Other decisions on the agenda inform practitioners about how the Federal Circuit views motivation to combine references, unexpected results, hindsight, structural similarity in chemical cases, and other facets of the obviousness analysis.
Practitioners need to understand how the PTAB, district courts, and the Federal Circuit apply the obviousness standard to manage their patent portfolios and overall IP strategy successfully.

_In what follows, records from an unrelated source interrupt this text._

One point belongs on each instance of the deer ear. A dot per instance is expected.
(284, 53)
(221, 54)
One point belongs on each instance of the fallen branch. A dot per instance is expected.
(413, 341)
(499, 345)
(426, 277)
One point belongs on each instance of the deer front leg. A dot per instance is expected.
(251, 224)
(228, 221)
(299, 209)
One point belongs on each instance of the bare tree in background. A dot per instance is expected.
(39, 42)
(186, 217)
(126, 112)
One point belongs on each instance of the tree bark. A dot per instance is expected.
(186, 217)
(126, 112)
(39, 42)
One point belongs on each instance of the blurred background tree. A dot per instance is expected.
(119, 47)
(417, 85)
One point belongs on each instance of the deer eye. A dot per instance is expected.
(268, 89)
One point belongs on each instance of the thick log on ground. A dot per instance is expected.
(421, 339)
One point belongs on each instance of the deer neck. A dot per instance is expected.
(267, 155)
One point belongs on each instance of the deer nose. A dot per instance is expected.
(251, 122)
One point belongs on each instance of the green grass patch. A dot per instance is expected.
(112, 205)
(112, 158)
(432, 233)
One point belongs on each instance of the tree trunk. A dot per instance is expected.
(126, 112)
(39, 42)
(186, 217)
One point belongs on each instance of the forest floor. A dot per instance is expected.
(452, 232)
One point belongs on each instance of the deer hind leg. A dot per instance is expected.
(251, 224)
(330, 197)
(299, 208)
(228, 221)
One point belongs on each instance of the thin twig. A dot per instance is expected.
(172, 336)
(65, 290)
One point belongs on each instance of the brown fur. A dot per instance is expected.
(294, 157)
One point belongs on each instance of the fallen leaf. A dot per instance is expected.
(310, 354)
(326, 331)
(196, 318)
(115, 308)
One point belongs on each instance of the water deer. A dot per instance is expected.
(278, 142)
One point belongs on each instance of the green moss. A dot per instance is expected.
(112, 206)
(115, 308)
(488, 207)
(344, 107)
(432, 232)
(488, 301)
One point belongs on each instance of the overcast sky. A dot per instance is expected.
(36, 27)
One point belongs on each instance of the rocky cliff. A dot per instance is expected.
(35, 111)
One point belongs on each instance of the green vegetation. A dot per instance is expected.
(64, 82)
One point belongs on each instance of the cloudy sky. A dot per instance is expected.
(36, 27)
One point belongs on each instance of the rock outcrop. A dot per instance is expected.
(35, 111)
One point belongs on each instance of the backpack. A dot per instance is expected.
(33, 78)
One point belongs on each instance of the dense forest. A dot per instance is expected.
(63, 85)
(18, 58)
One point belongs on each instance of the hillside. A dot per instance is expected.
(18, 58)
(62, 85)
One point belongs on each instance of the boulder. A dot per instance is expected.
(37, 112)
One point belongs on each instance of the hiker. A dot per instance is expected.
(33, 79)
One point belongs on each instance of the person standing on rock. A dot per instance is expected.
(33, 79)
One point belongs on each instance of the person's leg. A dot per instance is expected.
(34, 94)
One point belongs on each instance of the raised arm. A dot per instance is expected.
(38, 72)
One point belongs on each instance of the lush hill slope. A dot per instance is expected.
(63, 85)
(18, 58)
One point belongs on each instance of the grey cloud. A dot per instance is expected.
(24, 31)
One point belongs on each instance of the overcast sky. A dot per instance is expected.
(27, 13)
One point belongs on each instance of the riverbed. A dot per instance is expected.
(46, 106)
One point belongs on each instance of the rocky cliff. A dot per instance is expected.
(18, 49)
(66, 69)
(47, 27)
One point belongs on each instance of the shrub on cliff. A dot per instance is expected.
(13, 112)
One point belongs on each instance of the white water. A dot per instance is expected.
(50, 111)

Listen as our authoritative panel of patent attorneys examines the obviousness standard and the many recent changes that impact it. The webinar will outline steps that companies and counsel should take to withstand obviousness rejections and offer best practices for prosecuting and defending against obviousness attacks in litigation.
Outline
- Background for the obviousness standard
- Federal Circuit treatment of PTAB decisions in appeals of final rejections in ex parte and inter partes reexaminations
- Federal Circuit treatment of district court decisions
- IPR decisions and results on Federal Circuit review
- Practice tips
Benefits
The panel will review these and other high profile issues:
- How have recent Federal Circuit decisions impacted the application of the obviousness standard?
- What level of "unexpected results" is needed to demonstrate patentability?
- How can practitioners leverage recent decisions in which the Federal Circuit has insisted upon more thorough, reasoned explanations of the PTO's obviousness conclusion?
- What strategies should patentees and petitioners employ to prevail on obviousness assertions in an IPR proceeding, and how will those strategies fare at the Federal Circuit?